C'est de Suède que nous vient cette excellente idée qui consiste à ressusciter les sonorités que nous pouvions obtenir avec le chip du Commodore 64 ! Elektron, jeune société de passionnés, est aujourd'hui distribuée en France par M.E.S.I. qui nous donne l'occasion de tester ce synthétiseur pas comme les autres !
Fin 1983, un fabricant informatique lançait un pavé dans la mare : le Commodore 64. Bien moins coûteux que ses homologues, plus «sympathique», facile à interfacer (rappelez-vous le séquenceur Sequential...), nous tenions là ce qui sera considéré plus tard comme l'ancêtre de l'Atari. Le plus drôle, comme souvent avec l'informatique, c'est que les musiciens se sont vite aperçus que le processeur équipant ces machines pouvait servir à autre chose qu'à générer des sons pour de quelconques jeux vidéos. Bien des années ont passé et, le Commodore, comme plus tard l'Atari, a disparu de la circulation.
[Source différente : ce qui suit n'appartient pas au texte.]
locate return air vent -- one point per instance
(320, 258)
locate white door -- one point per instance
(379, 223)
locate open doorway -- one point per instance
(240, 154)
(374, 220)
C'était sans compter la terrible passion qui anime une équipe de jeunes suédois, avides de sons analogiques des années 80 - comme ils sont nombreux ! L'idée a consisté à remettre ce circuit au goût du jour et à l'introduire dans un boîtier digne de ce nom, flanqué des atours indispensables à toute manipulation synthétique qui se respecte.
Côté cour, côté jardin
Dans un pupitre en aluminium brossé, de la taille d'une boîte à rythmes, le Sid Station abrite un MOS6581, le chip du Commodore 64. L'écran informatique a été remplacé par un LCD 2 x 16 caractères rétro-éclairé, un pavé alphanumérique, une molette de type alpha dial et quatre potentiomètres rotatifs de bonne taille complétant la surface de contrôle. Notons que ces derniers peuvent être assignés chacun à un contrôleur MIDI, transformant le Sid Station en un contrôleur temps réel pour des environnements MIDI externes. Enfin, quatre LED (trois vertes et une rouge pour la synchronisation) renseignent l'utilisateur. Côté jardin, on ne se bouscule pas au portillon ! Outre la prise pour alimentation externe accompagnée de son interrupteur marche/arrêt, nous trouvons simplement un entrée et une sortie audio (le tout en mono), des prises MIDI In/Out/Thru ainsi qu'un potentiomètre de réglage pour le contraste. Exit, donc, la prise casque et d'éventuelles sorties individuelles. Mais à regarder cet engin de près, nous imaginons sans peine que des choix aussi radicaux que ceux-ci correspondent bien à une volonté délibérée du fabricant.

Synthèse ?
Des plus classiques, la synthèse soustractive que nous retrouvons ici annonce quand même des caractéristiques pour le moins alléchantes. Trois oscillateurs par voix, quatre formes d'ondes de base (triangle, dent de scie, impulsion variable, bruit blanc), trois générateurs d'enveloppe de type ADSR, trois modulateurs d'amplitude, un ring modulator, des filtres programmables avec quatre types différents et une fréquence de coupure allant de 30 Hz à 12 kHz... A cet inventaire, ajoutons quatre LFO dotés de six formes d'onde chacun, avec toutes les possibilités de renvois vers les modules cités plus haut. La synchronisation des oscillateurs est présente et permettra de grossir des sonorités gourmandes. Voilà de quoi travailler correctement ! On peut dire que la polyphonie (trois notes en mode Poly et une en mode Single) est limitée, ou plutôt, qu'elle précise encore mieux le type d'utilisation auquel on destinera le Sid Station. Il s'agit bien là d'un appareil mono, analogique, qui complètera une palette sonore déjà existante. Histoire de bien s'amuser, le constructeur nous a réservé cent emplacements mémoire pour stocker nos sonorités, ce qui devient assez confortable pour une machine de cette gamme. Que dire du grain ? C'est bien le son du Commodore 64, en plus propre toutefois, et ce n'est pas étonnant, vu le soin apporté au choix des convertisseurs A/D et D/A, ainsi qu'à l'ensemble des composants.

Conclusion
Bonne surprise que ce petit appareil tout droit sorti des années 80 (pour le son, s'entend !). De l'analogique sympathique, sans équivoque, qui complètera parfaitement quelques vintages ou encore du matériel plus récent. Pour un prix de 4 990 F TTC, on peut considérer sérieusement l'achat d'un appareil comme le Sid Station, au lieu de se rabattre systématiquement sur des vintages pas toujours en bon état. La bonne nouvelle du mois !
IN
Le son «revival», la facilité d'emploi, la qualité des traitements.
OUT
Un léger «buzz» de fond à l'arrêt, l'adaptateur secteur (il y a de la place dans l'appareil...), un petit clavier de saisie de note aurait été le bienvenu.